A contrario, moins de 9 % des Scop sont des entreprises de 50 salariés et plus et rassemblent plus de 55% des emplois Scop.

Les entreprises de 10 à 50 salariés représentent quant à elles un tiers du total des Scop, tant en nombre d’entreprises qu’en emplois.

Dans la durée, la part des Scop de 10 à 50 salariés tend à diminuer, avec des emplois relativement plus nombreux dans les Scop les plus petites (moins de 10 salariés) et les plus grandes (plus de 50 salariés).

Répartition par taille d\'entreprise_300

Répartition des Scop et salariés par métier

Les Scop sont surtout présentes dans les services (1 135 Scop, 18 137 emplois). Mais le secteur du BTP garde toujours une place prépondérante (427 Scop, 11 256 emplois), de même que l’industrie (360 entreprises, 9 135 emplois). 

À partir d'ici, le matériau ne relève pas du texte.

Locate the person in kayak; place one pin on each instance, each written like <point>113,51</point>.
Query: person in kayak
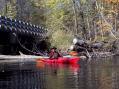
<point>54,54</point>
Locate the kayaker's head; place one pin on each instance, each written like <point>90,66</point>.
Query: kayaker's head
<point>53,49</point>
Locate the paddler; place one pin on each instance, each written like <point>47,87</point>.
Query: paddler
<point>54,54</point>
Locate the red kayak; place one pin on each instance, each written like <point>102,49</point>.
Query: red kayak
<point>63,60</point>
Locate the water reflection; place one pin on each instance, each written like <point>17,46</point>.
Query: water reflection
<point>98,74</point>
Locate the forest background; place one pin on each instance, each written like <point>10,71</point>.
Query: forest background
<point>91,20</point>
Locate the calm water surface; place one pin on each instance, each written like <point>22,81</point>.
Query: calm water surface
<point>98,74</point>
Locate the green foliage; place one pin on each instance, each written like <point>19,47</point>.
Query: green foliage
<point>61,39</point>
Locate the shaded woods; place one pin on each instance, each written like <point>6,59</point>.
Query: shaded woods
<point>92,20</point>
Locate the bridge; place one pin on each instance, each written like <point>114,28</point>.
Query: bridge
<point>16,35</point>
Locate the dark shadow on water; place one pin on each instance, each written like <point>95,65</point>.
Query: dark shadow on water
<point>98,74</point>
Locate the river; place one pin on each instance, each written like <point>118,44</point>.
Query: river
<point>101,73</point>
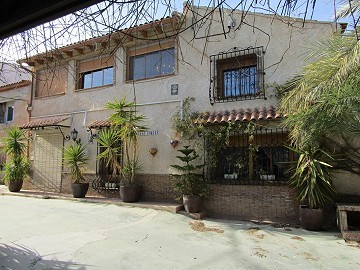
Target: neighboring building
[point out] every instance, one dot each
(15, 89)
(231, 74)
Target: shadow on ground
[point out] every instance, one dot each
(20, 257)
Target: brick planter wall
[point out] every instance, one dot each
(249, 202)
(253, 202)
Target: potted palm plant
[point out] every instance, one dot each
(126, 124)
(312, 183)
(190, 183)
(17, 165)
(75, 158)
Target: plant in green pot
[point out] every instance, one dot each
(313, 185)
(17, 165)
(126, 125)
(191, 182)
(75, 158)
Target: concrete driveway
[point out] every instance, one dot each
(62, 234)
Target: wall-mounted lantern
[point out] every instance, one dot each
(153, 151)
(92, 135)
(174, 143)
(73, 135)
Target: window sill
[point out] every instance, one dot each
(93, 88)
(151, 79)
(49, 97)
(279, 182)
(239, 98)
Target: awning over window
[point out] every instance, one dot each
(61, 121)
(99, 124)
(240, 115)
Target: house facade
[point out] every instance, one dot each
(228, 65)
(15, 88)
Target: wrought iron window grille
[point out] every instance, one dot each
(237, 75)
(260, 158)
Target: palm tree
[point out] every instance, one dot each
(323, 101)
(126, 124)
(75, 158)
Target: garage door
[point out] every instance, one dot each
(47, 161)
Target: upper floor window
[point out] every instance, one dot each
(51, 82)
(151, 62)
(237, 75)
(95, 73)
(6, 112)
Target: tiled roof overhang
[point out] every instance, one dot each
(47, 122)
(99, 124)
(14, 85)
(123, 36)
(238, 116)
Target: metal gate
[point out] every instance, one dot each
(47, 161)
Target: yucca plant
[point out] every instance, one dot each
(126, 124)
(312, 179)
(110, 143)
(75, 158)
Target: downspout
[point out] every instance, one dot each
(29, 107)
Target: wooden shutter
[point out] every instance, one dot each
(51, 82)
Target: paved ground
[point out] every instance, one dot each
(64, 234)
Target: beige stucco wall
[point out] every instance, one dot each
(11, 93)
(284, 54)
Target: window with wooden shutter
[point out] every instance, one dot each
(51, 82)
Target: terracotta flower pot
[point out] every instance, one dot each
(15, 185)
(79, 190)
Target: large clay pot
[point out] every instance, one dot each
(130, 193)
(311, 219)
(79, 190)
(15, 185)
(192, 203)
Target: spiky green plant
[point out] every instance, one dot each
(311, 179)
(110, 142)
(322, 103)
(15, 142)
(75, 158)
(191, 181)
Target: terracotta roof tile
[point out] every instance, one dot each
(14, 85)
(45, 122)
(99, 124)
(240, 115)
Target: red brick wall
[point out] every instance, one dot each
(249, 202)
(253, 202)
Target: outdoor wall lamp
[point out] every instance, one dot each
(153, 151)
(73, 135)
(92, 136)
(174, 143)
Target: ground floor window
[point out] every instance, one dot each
(245, 156)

Comparé à la moyenne française, les Scop sont très nettement sur représentées dans la construction (28,8 % des emplois contre 6,8 % en moyenne française), dans l’industrie (23,4 % des emplois contre 14,9 % en moyenne française).

A l’inverse, elles restent moins présentes dans le secteur tertiaire (46,4 % des emplois Scop contre 74,2 % de l’emploi salarié en France) et nettement moins présentes dans les autres secteurs (1,5 % en Scop vs 4,1 % sur la France), tels que l’agriculture, mais aussi l'immobilier, la finance.

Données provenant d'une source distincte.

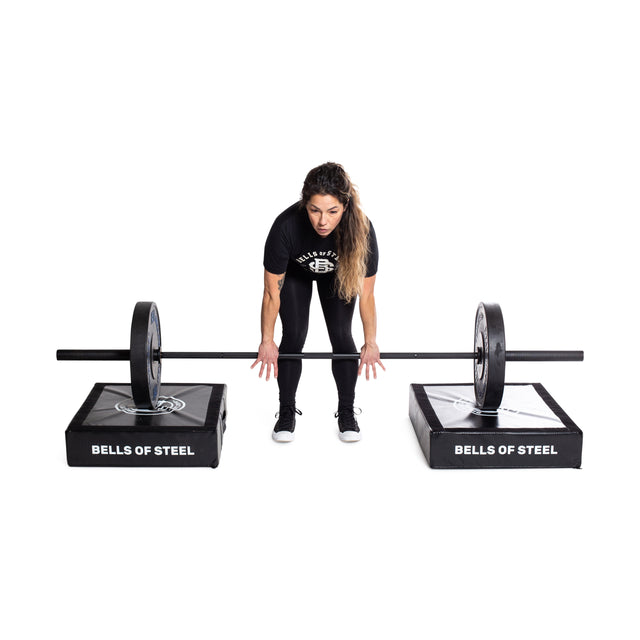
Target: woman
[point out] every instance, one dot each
(327, 238)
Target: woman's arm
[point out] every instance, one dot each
(268, 350)
(369, 354)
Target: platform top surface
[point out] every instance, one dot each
(179, 406)
(521, 408)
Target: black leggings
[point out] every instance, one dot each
(295, 300)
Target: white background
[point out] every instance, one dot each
(146, 148)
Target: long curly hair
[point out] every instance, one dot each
(352, 232)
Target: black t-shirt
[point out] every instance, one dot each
(293, 242)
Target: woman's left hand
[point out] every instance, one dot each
(370, 357)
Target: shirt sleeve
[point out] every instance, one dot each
(276, 249)
(372, 258)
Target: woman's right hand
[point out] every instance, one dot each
(268, 356)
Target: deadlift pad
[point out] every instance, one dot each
(528, 430)
(185, 429)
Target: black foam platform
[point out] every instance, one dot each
(530, 429)
(185, 431)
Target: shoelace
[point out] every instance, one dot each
(347, 417)
(286, 416)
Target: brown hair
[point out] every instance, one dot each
(352, 233)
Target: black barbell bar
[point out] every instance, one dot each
(512, 356)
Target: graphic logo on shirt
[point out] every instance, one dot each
(318, 261)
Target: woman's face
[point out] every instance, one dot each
(324, 213)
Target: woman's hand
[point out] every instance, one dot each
(370, 357)
(268, 355)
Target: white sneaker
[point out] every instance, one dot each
(283, 436)
(349, 436)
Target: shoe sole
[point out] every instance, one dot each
(282, 436)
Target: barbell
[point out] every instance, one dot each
(145, 355)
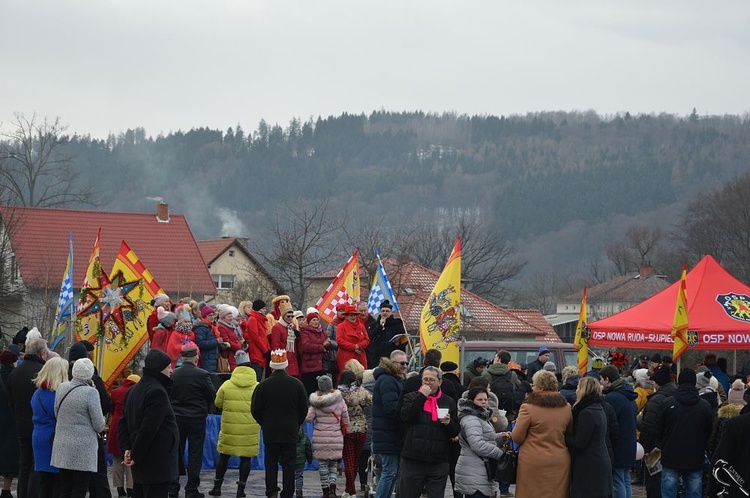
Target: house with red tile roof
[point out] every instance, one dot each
(480, 319)
(237, 274)
(34, 252)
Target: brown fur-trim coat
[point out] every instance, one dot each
(543, 459)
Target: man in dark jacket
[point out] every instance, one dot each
(21, 389)
(381, 331)
(685, 423)
(424, 458)
(650, 430)
(621, 397)
(99, 483)
(192, 395)
(386, 423)
(279, 405)
(147, 432)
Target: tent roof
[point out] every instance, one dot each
(718, 304)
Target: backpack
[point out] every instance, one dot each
(503, 388)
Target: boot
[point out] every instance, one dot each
(332, 491)
(241, 489)
(216, 490)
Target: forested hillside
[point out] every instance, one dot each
(560, 186)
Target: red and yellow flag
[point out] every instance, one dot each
(441, 316)
(344, 289)
(680, 324)
(581, 341)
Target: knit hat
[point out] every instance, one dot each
(241, 357)
(207, 310)
(156, 360)
(7, 357)
(160, 300)
(736, 392)
(278, 359)
(641, 374)
(83, 369)
(662, 376)
(687, 376)
(448, 366)
(325, 383)
(285, 308)
(702, 379)
(77, 351)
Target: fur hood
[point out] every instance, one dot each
(729, 410)
(546, 399)
(325, 400)
(467, 407)
(391, 369)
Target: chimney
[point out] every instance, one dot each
(162, 212)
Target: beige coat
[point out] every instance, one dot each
(543, 459)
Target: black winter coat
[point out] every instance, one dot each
(279, 405)
(591, 467)
(387, 429)
(149, 430)
(427, 440)
(734, 450)
(192, 392)
(22, 387)
(650, 432)
(685, 423)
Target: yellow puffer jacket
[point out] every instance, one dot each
(240, 433)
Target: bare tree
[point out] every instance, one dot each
(34, 168)
(303, 241)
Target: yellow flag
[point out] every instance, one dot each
(680, 324)
(581, 341)
(441, 315)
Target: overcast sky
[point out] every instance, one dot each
(107, 65)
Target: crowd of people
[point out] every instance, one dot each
(575, 436)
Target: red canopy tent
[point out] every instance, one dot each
(718, 315)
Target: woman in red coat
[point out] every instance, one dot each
(284, 336)
(122, 476)
(352, 338)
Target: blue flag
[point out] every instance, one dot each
(380, 291)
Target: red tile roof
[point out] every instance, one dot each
(39, 238)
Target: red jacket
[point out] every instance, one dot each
(229, 335)
(311, 349)
(349, 335)
(118, 405)
(279, 335)
(254, 332)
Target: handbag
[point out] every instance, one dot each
(222, 365)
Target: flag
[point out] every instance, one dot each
(380, 290)
(680, 324)
(441, 315)
(581, 341)
(343, 289)
(65, 312)
(123, 339)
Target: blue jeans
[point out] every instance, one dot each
(621, 482)
(387, 476)
(692, 480)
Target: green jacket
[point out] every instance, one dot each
(240, 433)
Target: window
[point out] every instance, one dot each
(224, 282)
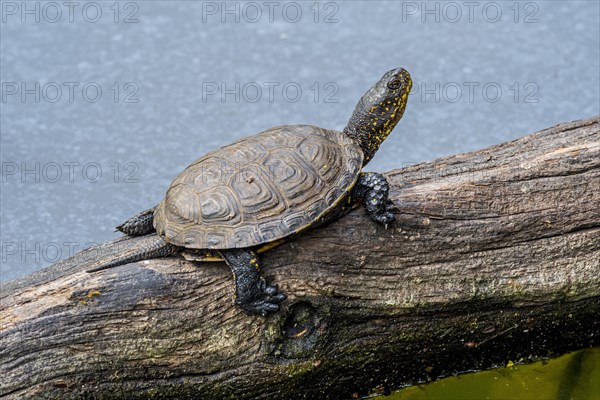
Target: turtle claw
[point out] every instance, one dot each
(263, 300)
(391, 206)
(385, 218)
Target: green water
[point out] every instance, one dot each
(574, 376)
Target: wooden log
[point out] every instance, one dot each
(495, 257)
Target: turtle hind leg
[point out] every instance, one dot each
(373, 189)
(138, 225)
(252, 293)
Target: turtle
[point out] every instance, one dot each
(245, 198)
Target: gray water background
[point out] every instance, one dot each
(165, 57)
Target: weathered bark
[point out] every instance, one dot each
(495, 257)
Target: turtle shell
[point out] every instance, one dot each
(259, 189)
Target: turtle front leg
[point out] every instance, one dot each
(138, 225)
(373, 189)
(252, 293)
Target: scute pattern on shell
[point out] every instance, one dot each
(259, 189)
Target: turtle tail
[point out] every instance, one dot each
(155, 248)
(140, 224)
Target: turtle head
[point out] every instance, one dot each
(379, 110)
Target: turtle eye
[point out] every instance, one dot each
(394, 84)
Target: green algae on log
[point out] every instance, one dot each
(495, 257)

Répartition par secteur_300

  
 

Répartition du résultat dans les Scop

En 2010, comme chaque année, les Scop ont privilégié leurs fonds propres en affectant 39 % de leurs résultats aux réserves impartageable
Les salariés de Scop tous métiers et toutes tailles confondus se sont ainsi vus rétrocéder 40 % des excédents nets de gestion (ENG) sous forme de participation, et 10 % sous forme d’intéressement, soit la moitié des résultats ristournés aux salariés sous forme de « part travail ».

Enfin, 11 % des ENG ont été consacrés au versement des dividendes.